Размер шрифта
-
+

Невольники чести - стр. 3

Пушкин вдруг неожиданно широко улыбнулся, повинуясь свойственной ему смене настроений. И впрямь: трагическое и смешное – рядом! Пришла на ум характеристика, данная Грибоедовым общему их знакомцу – графу Толстому, прозванному Американцем:

Ночной разбойник, дуэлист,
В Камчатку сослан был, вернулся алеутом,
И крепко на руку не чист:
Да умный человек не может быть не плутом.
Когда ж о честности великой говорит,
Каким-то демоном внушаем,
Глаза в крови, лицо горит…

Что-что, а держать речь Федор Иванович – мастак! Говорит крупно, отчетливо, зернисто. Даже когда трунит или морочит дурака. Это свойство и привлекло когда-то к нему Пушкина.

Их познакомил много лет назад князь Вяземский. До отъезда поэта в Кишинев они с Американцем оставались добрыми приятелями. Потом эта глупая сплетня Толстого в письме Шаховскому. Ссора на расстоянии. Эпиграммы. А по возвращении в Москву желание очиститься окончательно – стреляться!

Слава Богу, дело уладилось. Соболевский, Чаадаев помирили их. Не потому, конечно, что Пушкин испугался. Он верил в свой рок, в Провидение.

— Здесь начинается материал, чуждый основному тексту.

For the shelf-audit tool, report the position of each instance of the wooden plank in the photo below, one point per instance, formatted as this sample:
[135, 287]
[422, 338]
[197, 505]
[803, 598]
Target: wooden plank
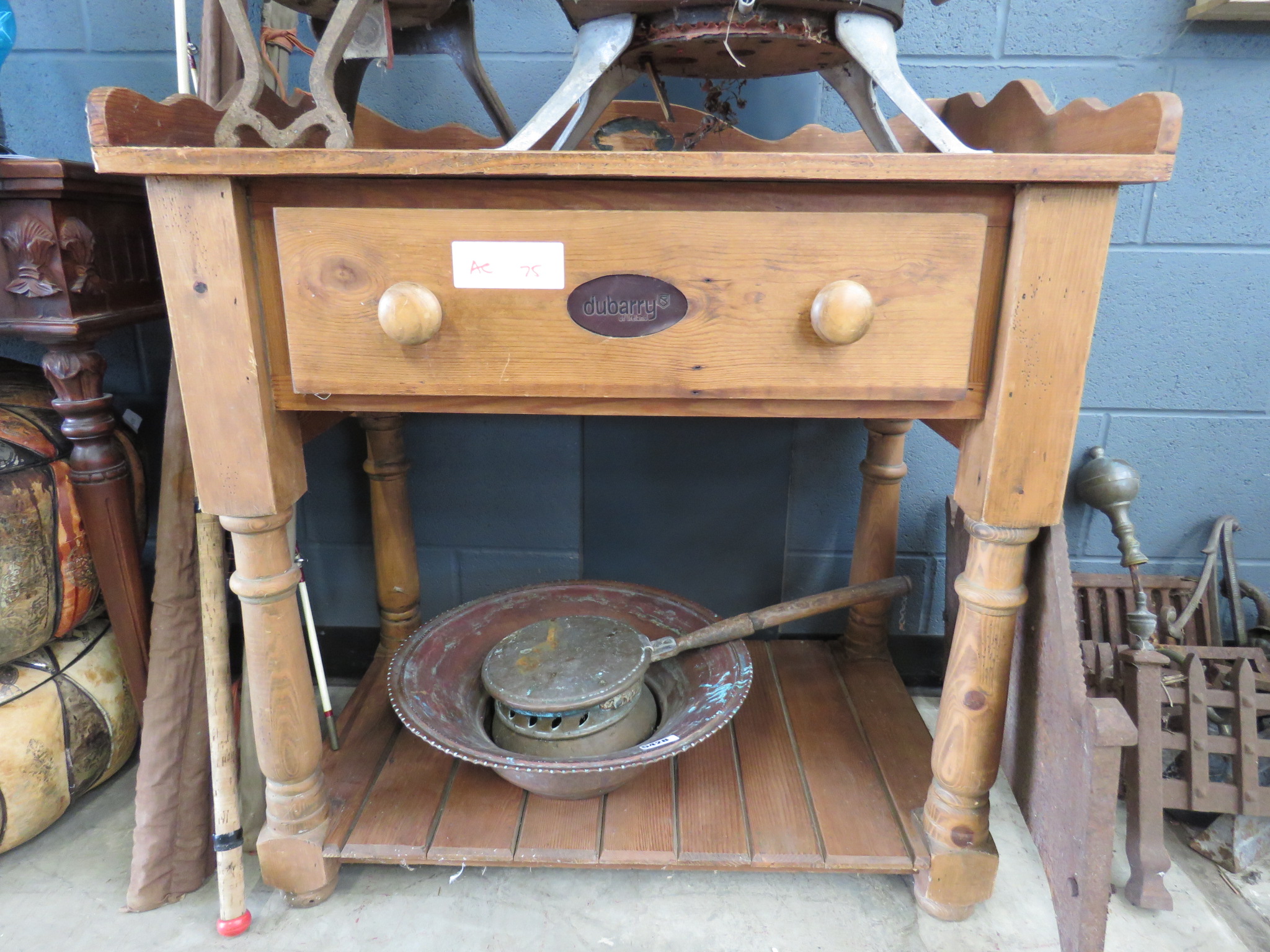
[481, 819]
[559, 831]
[639, 819]
[922, 271]
[366, 726]
[711, 814]
[1020, 118]
[865, 167]
[969, 408]
[403, 804]
[780, 821]
[853, 809]
[1062, 749]
[898, 738]
[208, 276]
[1014, 465]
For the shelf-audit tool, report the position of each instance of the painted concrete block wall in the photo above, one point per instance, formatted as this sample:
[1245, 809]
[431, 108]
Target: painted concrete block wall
[1176, 382]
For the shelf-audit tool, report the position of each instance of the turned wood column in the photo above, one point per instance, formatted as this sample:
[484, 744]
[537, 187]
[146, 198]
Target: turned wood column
[873, 557]
[397, 563]
[967, 751]
[288, 742]
[103, 488]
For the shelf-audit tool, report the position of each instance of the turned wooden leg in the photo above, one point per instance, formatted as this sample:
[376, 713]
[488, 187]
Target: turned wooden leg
[967, 751]
[873, 557]
[397, 564]
[99, 472]
[1145, 785]
[288, 739]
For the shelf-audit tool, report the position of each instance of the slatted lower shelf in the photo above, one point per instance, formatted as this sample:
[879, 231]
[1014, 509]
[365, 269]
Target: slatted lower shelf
[824, 769]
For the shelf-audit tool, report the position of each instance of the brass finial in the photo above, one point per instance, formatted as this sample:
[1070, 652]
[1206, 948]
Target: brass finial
[1110, 485]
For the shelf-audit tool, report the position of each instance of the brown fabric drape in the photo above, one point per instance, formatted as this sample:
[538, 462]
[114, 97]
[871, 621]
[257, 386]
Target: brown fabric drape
[172, 852]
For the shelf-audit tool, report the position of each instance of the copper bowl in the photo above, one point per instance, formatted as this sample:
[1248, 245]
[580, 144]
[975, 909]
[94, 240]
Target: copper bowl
[436, 689]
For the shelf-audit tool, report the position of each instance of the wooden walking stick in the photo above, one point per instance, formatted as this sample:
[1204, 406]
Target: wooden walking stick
[228, 832]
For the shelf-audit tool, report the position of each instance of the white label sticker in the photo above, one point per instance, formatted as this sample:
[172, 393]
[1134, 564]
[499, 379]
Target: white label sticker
[533, 266]
[659, 742]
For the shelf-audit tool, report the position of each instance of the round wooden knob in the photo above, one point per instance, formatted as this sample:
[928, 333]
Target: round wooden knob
[842, 312]
[409, 312]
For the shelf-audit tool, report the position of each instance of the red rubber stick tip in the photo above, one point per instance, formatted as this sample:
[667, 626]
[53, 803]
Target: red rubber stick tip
[229, 928]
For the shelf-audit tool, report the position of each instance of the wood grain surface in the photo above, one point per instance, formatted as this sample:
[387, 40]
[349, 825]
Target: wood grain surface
[747, 333]
[735, 801]
[1013, 471]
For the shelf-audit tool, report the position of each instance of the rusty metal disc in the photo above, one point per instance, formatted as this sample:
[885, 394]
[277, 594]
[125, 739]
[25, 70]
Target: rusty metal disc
[717, 42]
[435, 682]
[566, 664]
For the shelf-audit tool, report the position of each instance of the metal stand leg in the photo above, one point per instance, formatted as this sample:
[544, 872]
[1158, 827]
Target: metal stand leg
[455, 36]
[327, 112]
[871, 42]
[856, 89]
[593, 103]
[600, 43]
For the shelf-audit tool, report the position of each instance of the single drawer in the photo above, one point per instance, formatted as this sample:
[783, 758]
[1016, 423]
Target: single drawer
[748, 278]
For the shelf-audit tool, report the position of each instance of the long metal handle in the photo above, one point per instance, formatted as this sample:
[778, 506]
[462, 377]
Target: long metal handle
[745, 625]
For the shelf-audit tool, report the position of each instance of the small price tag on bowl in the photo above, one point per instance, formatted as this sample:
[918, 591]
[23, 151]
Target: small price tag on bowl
[659, 742]
[530, 266]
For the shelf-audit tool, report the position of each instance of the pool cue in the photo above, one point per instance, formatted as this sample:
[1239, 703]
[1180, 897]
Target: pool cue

Еще в годы службы в ведомстве графа Нессельроде баронесса Киргоф на знаменитой колоде «Тарот» нагадала юному Пушкину, что ему уготована очень долгая жизнь, если в тридцать семь лет он не будет убит на дуэли белым человеком, приехавшим на белой лошади… В канун ссоры с Толстым Александру Сергеевичу не было и тридцати. К тому же граф отнюдь не белокур, а черен, кучеряв, как цыган, и, самое занятное, – терпеть не может белых лошадей! Значит, не в его руку вложит Судьба смертоносный ствол… Хотя Толстой – прекрасный стрелок и далеко не робкого десятка. Подозревать его в трусости – нелепость! Весь свет знает черный список противников, уложенных Американцем наповал на многочисленных дуэлях.

Нет, не страх примирил их тогда.

Летом двадцать шестого – слишком велики были потери в кругу общих друзей и знакомых: казни, ссылки, каторга.

Глупо пополнять этот список бессмысленной жертвой!

Отношения восстановились быстро. После примирения Пушкин любил послушать побывальщины графа. А тот, словно искупая нанесенные поэту обиды, тешил его своими необыкновенными историями, софизмами и парадоксами, излучая какой-то магнетизм.

Александр Сергеевич и сейчас помнит, как, поигрывая двусторонним индейским кинжалом, Американец рассказывал ему о хвойных дебрях Аляски, о сверкающей вечным голубым льдом вершине вулкана Эчком, горячо уверяя, что лично взбирался на сию неприступную высоту. Тут же клялся образом святого Спиридона – покровителя рода Толстых, что во время странствий по Америке индейцы избрали его своим царем и никак не хотели отпускать от себя.

Пушкин, безусловно, был осведомлен о той неблаговидной роли, которую сыграл граф Федор Иванович в первой кругосветной экспедиции россиян, доходили до него слухи, что Американец-де вообще в Америке не был…

И все-таки Толстому хотелось верить. В буйных выходках графа, в полуправдоподобных его рассказах слышалась Пушкину какая-то родственная нота: удивившему развратом четыре части света человеку мерзко в удушливой пустоте и немоте русской жизни, он протестует, рвется на волю, по-своему откровенно и страстно.

Вероятно, и это обстоятельство тоже послужило их окончательному примирению, сделало его таким прочным, что именно графу поручил Александр Сергеевич самое сокровенное – сватать за него Наталью Гончарову.